Firstly, we propose a coupled fuzzy kNN to classify imbalanced categorical data which have strong relationships between objects, attributes and classes in Chapter 3. It incorporates the size membership of a class with attribute weight into a coupled similarity measure, which effectively extracts the intercoupling and intra-coupling relationships from categorical attributes. As it reveals the true inner-relationship between attributes, the similarity strategy we have used can make the instances of each class more compact when measured by the distance. That brings substantial benefits when dealing with class imbalance data. The experiment results show that our supposed method has a more stable and higher average performance than the classic algorithms.
We also introduce a coupled similar distance for continuous features, by considering the intra-coupled relationship and inter-coupled relationship between the numerical attributes and their corresponding extensions. As detailed in Chapter 4, we calculate the coupling distance between continuous features based on discrete groups. Substantial experiments have verified that our coupled distance outperforms the original distance, and this is also supported by statistical analysis.

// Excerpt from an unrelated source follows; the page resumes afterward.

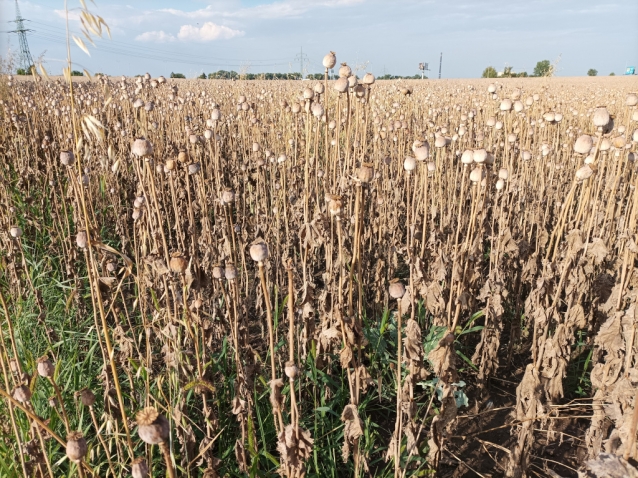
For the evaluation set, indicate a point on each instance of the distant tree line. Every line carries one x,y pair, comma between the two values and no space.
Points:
542,68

When considering the similarity concept, people may only relate to the categorical data, while for the distance concept, people may only take into account the numerical data. Seldom have methods taken into account the both concepts, especially when considering the coupling relationship between features. In Chapter 5, we propose a new method which integrates our coupling concept for mixed type data. In our method, we first do discretization on numerical attributes to transfer such continuous values into separate groups, so as to adopt the inter-coupling distance as we do on categorical features (coupling similarity), then we combine this new coupled distance to the original distance (Euclidean distance), to overcome the shortcoming of the previous algorithms. The experiment results show some improvement when compared to the basic and some variants of kNN algorithms.

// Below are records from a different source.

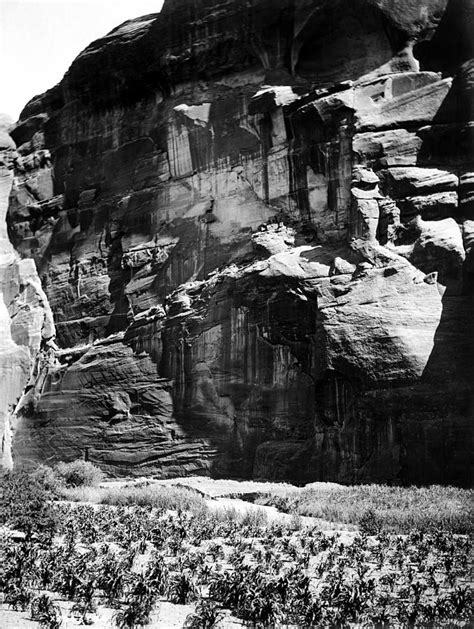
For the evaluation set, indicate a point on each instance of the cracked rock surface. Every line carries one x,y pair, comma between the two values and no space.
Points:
241,245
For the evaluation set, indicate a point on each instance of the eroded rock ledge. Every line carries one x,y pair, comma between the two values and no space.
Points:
254,225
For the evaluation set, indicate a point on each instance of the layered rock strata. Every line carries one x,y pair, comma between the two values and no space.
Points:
254,226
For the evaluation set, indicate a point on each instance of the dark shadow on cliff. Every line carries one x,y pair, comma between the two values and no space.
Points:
439,436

We also extend our coupling concept to multi-label classification tasks. The traditional single-label classifiers are known to be not suitable for multi-label tasks anymore, owing to the overlap concept of the class labels. The most used classifier in multi-label problems, ML-kNN, learns a single classifier for each label independently, so it is actually a binary relevance classifier. As a consequence, this algorithm is often criticized. To overcome this drawback, we introduce a coupled label similarity, which explores the inner relationship between different labels in multi-label classification according to their natural co-occurrence. This similarity reflects the distance of the different classes. By integrating this similarity with the multi-label kNN algorithm, we improve the performance significantly. Evaluated over three commonly used verification criteria for multi-label classifiers, our proposed coupled multi-label classifier outperforms the ML-kNN, BR-kNN and even IBLR. The result indicates that our supposed coupled label similarity is appropriate for multi-label learning problems and can work more effectively compared to other methods.
All the classifiers analyzed in this thesis are based on our coupling similarity (or distance), and applied to different tasks in supervised learning. The performance of these models is examined by widely used verification criteria, such as ROC, Accuracy Rate, Average Precision and Hamming Loss. This thesis provides insightful knowledge for investors to find the inner relationship between features in supervised learning tasks.